Jacques Prévert

La boutique d’Adrienne

Les Amis des Livres.

Une boutique, un petit magasin, une baraque foraine, un temple, un igloo, les coulisses d’un théâtre, un musée de cire et de rêves, un salon de lecture et parfois une librairie toute simple avec des livres à vendre ou à louer et à rendre et des clients, les amis des livres, venus pour les feuilleter, les acheter, les emporter. Et les lire.

Depuis longtemps déjà, les littérateurs, ou tout au moins beaucoup d’entre eux, parlent avec mépris de la « littérature », et le mot littérature dans leur vocabulaire a bien mauvaise tournure.

Les films et la danse ou le récit des songes et tant de choses encore, dont la littérature, passent à la casserole du jugement péremptoire, savant et méprisant : Tout ça, c’est de la littérature !

Les peintres, les bons et les mauvais, les grands et les petits et les vrais et les faux, les vivants et les morts ne disaient jamais et ne disent pas non plus aujourd’hui du mal de la peinture.

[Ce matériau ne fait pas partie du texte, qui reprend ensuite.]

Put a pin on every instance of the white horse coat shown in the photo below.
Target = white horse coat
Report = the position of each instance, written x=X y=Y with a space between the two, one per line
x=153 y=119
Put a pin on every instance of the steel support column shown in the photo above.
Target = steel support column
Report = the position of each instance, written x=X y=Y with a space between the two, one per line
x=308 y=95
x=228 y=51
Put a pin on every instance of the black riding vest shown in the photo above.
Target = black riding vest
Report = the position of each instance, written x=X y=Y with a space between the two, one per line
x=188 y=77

De même le jardinier devant un jardin insensé, un jardin ni fait ni à faire, un insolite et mystérieux parterre de lierre et d’orties, ne dit pas : Tout ça, c’est de l’horticulture !

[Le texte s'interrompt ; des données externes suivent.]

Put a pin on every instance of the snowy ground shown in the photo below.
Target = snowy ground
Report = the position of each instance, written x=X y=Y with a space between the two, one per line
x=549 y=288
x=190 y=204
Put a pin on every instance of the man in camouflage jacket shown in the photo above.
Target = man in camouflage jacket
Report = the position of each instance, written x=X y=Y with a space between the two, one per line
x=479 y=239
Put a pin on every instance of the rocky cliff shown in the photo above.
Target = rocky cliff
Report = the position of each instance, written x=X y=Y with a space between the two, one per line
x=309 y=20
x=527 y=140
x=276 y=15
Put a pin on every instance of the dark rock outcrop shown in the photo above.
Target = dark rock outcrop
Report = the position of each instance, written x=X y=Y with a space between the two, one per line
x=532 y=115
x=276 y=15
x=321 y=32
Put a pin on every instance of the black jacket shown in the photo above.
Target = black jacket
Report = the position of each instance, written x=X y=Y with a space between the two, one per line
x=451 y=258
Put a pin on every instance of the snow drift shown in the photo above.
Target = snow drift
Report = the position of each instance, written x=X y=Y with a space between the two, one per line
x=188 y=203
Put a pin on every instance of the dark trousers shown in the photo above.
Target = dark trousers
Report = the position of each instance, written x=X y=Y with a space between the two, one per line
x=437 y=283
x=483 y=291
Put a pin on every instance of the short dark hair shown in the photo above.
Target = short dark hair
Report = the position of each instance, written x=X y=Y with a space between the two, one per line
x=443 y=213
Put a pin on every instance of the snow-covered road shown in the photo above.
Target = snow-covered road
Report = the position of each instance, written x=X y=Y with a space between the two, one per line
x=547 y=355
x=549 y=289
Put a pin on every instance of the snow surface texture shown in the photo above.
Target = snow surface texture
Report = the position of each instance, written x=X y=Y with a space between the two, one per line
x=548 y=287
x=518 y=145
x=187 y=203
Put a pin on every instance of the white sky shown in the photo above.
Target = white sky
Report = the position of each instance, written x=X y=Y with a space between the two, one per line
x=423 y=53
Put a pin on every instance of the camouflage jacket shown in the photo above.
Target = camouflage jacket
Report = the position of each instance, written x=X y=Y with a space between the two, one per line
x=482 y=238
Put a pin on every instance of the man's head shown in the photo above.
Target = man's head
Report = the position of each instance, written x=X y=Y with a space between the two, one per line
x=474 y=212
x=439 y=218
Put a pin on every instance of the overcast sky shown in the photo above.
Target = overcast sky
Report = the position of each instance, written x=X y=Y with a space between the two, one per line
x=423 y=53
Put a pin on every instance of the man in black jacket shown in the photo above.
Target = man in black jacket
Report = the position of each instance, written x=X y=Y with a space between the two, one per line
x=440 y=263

Adrienne Monnier était comme ce jardinier, et dans la serre de la rue de l’Odéon où s’épanouissaient, s’échangeaient, se dispersaient ou se fanaient les idées en toute liberté, en toute hostilité, en toute promiscuité, en toute complexité, souriante, émue et véhémente, elle parlait de ce qu’elle aimait : la littérature.

Et c’est pour cela que, traversant la rue de l’Odéon, beaucoup entraient comme chez eux, chez elle, chez les livres.

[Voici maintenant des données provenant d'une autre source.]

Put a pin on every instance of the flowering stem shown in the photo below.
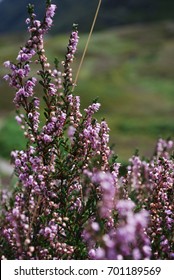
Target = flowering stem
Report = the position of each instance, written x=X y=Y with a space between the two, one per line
x=87 y=43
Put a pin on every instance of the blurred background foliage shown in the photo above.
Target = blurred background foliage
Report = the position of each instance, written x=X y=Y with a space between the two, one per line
x=129 y=67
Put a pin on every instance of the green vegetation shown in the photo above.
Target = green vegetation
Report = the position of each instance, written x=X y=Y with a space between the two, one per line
x=130 y=70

Chez elle, c’était aussi un hall de gare, une salle d’attente et de départ où se croisaient de très singuliers voyageurs, gens de très loin et gens d’ici, gens de par là et gens d’ailleurs, Gens de Dublin et de Vulturne, gens de la Grande Garabagne et de Sodome et de Gomorrhe, gens des Vertes Collines, venant le plus simplement du monde le plus compliqué passer avec Adrienne une Nuit au Luxembourg, une Soirée avec Monsieur Teste, une Saison en Enfer, quelques Minutes de Sable Mémorial.

Et l’Ange du Bizarre se promenait avec Moll Flan-ders dans les Caves du Vatican, sous le Pont Mirabeau coulait la Seine le long des berges de l’Odéon, le Ciel et l’Enfer se mariaient, les Pas Perdus se recherchaient dans les Champs Magnétiques et il y avait de la musique. On pouvait entendre en sourdine Cinq Grandes Odes patriotiques magnifiquement couvertes par le refrain du Décervelage et la Chanson du Mal Aimé et les Chants terribles et beaux d’un enfant de Montevideo.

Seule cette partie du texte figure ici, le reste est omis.